Efficient Cooking Methods

  1. One-Pot/Skillet Meals: These cooking methods reduce cleaning time and can be a great way to combine several meal components into one dish. Non-vegan proteins can easily be prepared and served on the side.
  2. Slow Cooker/Pressure Cooker: Utilize appliances like slow cookers or pressure cookers to prepare meals with minimal supervision and energy use.
  3. Cook Once, Eat Twice: Plan for meals that can easily be turned into something else the following day. For example, a big batch of chili can be served over baked potatoes the next night.

Put It Into Action

By using a meal plan template, you’ll streamline your planning process, embrace flexibility, and cater to diverse dietary needs without added stress. I know first-hand how easy this tool makes creating weekly dinner plans to satisfy both me and my non-vegan family.
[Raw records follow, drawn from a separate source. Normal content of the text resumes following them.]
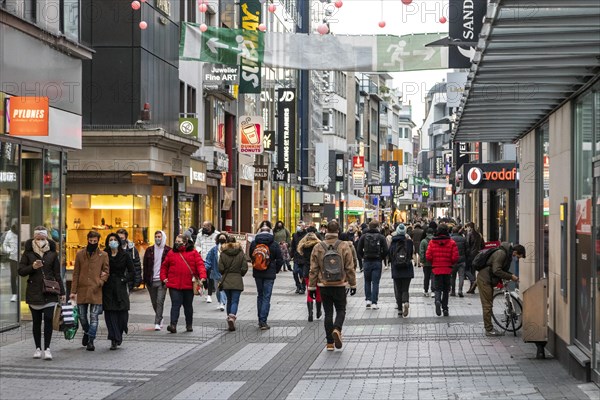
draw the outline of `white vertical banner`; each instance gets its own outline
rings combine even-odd
[[[329,145],[315,143],[315,186],[325,186],[329,181]]]

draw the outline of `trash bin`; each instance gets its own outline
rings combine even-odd
[[[537,281],[523,292],[523,341],[535,343],[536,358],[545,358],[548,343],[548,278]]]

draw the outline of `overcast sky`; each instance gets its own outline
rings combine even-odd
[[[323,4],[313,0],[313,7]],[[383,12],[382,12],[383,6]],[[332,5],[328,6],[332,7]],[[408,35],[411,33],[448,33],[447,0],[414,0],[408,6],[401,0],[343,0],[330,17],[331,32],[346,35]],[[383,15],[383,17],[382,17]],[[385,21],[384,28],[379,27]],[[420,128],[425,117],[423,98],[437,82],[446,78],[448,70],[430,70],[392,73],[394,87],[404,93],[404,101],[413,106],[413,121]]]

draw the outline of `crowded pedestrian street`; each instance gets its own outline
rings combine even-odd
[[[380,308],[365,307],[363,277],[348,297],[343,347],[325,350],[323,322],[306,320],[306,296],[292,273],[277,275],[271,329],[256,324],[256,289],[246,280],[238,329],[205,296],[194,299],[193,332],[153,327],[146,290],[131,295],[129,334],[110,351],[100,323],[96,351],[57,335],[51,363],[31,358],[31,324],[3,332],[0,398],[9,399],[598,399],[594,383],[570,377],[547,355],[535,358],[521,334],[485,337],[478,294],[451,297],[437,317],[423,296],[421,269],[410,288],[410,313],[398,317],[390,271]],[[169,302],[167,298],[167,303]],[[169,305],[165,305],[168,309]]]

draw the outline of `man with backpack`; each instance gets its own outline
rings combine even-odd
[[[356,274],[350,249],[352,244],[338,238],[339,230],[340,225],[337,221],[329,222],[325,240],[314,246],[310,258],[308,291],[313,299],[317,297],[317,286],[321,292],[325,311],[327,351],[333,351],[334,347],[342,348],[342,326],[346,318],[346,286],[350,286],[350,296],[356,294]]]
[[[423,267],[423,296],[429,297],[429,286],[431,284],[431,295],[433,296],[433,272],[431,268],[431,261],[427,261],[425,253],[427,252],[427,246],[429,241],[433,239],[434,230],[427,228],[427,235],[419,244],[419,266]]]
[[[467,255],[468,247],[467,240],[463,235],[460,234],[460,227],[455,226],[452,228],[452,234],[450,235],[452,240],[456,242],[458,247],[458,262],[452,268],[452,284],[450,288],[450,296],[456,296],[456,275],[458,275],[458,297],[464,297],[463,286],[465,284],[465,276],[469,279],[471,286],[475,284],[475,277],[471,274],[470,270],[466,269],[467,266]]]
[[[316,231],[316,229],[315,229]],[[294,282],[296,283],[296,294],[304,294],[306,291],[306,285],[304,280],[308,278],[308,275],[303,275],[304,270],[304,257],[298,253],[298,244],[306,236],[306,224],[304,221],[299,221],[296,227],[296,232],[292,235],[292,244],[290,246],[290,256],[294,260]],[[306,267],[308,269],[308,266]]]
[[[250,260],[252,275],[256,282],[256,309],[258,327],[265,331],[269,329],[267,318],[271,309],[271,294],[276,275],[281,271],[283,257],[279,244],[275,242],[271,222],[263,221],[258,234],[250,244]]]
[[[449,316],[448,292],[452,266],[458,261],[456,242],[448,236],[448,225],[439,224],[436,236],[431,239],[425,252],[425,258],[431,262],[435,290],[435,314],[439,317],[444,311],[444,317]]]
[[[408,289],[410,281],[415,277],[412,255],[413,241],[407,238],[404,224],[399,224],[390,245],[390,264],[399,317],[408,317]]]
[[[358,241],[358,258],[363,260],[365,273],[365,299],[367,308],[377,310],[379,299],[379,281],[381,280],[382,260],[387,257],[388,248],[385,237],[379,233],[379,222],[369,222],[369,229],[363,232]]]
[[[484,250],[479,257],[473,260],[473,266],[479,270],[477,274],[477,287],[479,288],[479,299],[483,309],[483,326],[485,336],[500,336],[500,332],[494,330],[492,325],[492,305],[494,287],[502,279],[518,282],[519,277],[508,272],[510,264],[516,258],[525,258],[525,247],[520,244],[511,245],[502,242],[500,247]]]

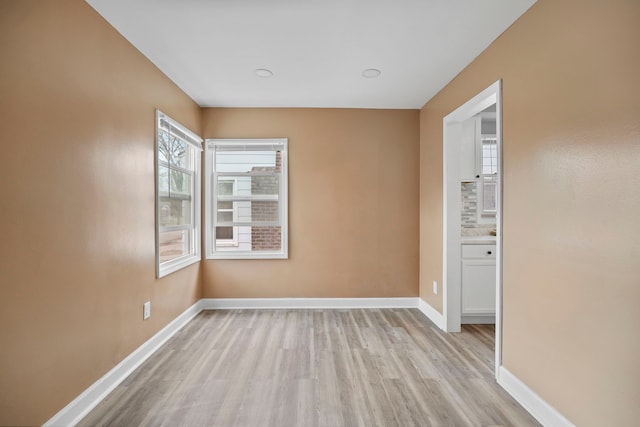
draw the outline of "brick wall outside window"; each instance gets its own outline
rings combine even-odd
[[[253,172],[281,172],[282,171],[282,155],[276,152],[275,167],[254,167]],[[275,176],[254,176],[251,179],[251,194],[279,194],[278,178]],[[279,202],[252,202],[251,203],[251,220],[260,221],[277,221],[278,220]],[[251,250],[280,250],[282,241],[280,227],[251,227]]]

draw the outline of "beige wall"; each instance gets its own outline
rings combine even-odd
[[[0,52],[0,425],[40,425],[198,300],[155,279],[153,156],[200,109],[83,1],[0,2]]]
[[[201,295],[416,295],[418,182],[420,296],[441,309],[442,118],[499,78],[504,364],[577,425],[633,425],[638,22],[635,0],[539,0],[419,117],[201,118],[84,2],[0,0],[0,425],[43,423]],[[289,260],[155,279],[156,107],[209,138],[289,138]]]
[[[417,296],[418,118],[204,109],[205,138],[289,139],[289,259],[209,260],[203,297]]]
[[[504,365],[579,426],[640,419],[640,2],[540,0],[421,111],[420,295],[442,118],[503,79]]]

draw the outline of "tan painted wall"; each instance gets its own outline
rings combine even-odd
[[[421,111],[421,291],[442,118],[499,78],[504,365],[579,426],[640,420],[640,2],[540,0]]]
[[[198,300],[155,279],[153,154],[200,109],[83,1],[0,2],[0,52],[0,425],[40,425]]]
[[[289,259],[209,260],[203,297],[417,296],[418,118],[204,109],[205,138],[289,138]]]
By making meal planning a central part of your family’s routine, you not only ensure that everyone’s dietary needs are met, but you also create opportunities for connection, creativity, and joy around the dinner table. Remember, the goal of meal planning isn’t just about feeding your family; it’s about nourishing relationships and building lasting memories together. 

A meal plan is your roadmap to dinner freedom. With that in mind, take care to use it to liberate, not restrict you in your planning. It’s a tool that should evolve with your family’s tastes and needs. I encourage you to experiment with new recipes, tweak your meal plan template as you go, and always be open to adjusting dishes to suit the ever-changing palates of your household. The beauty of meal planning lies in its flexibility and its capacity to grow with you.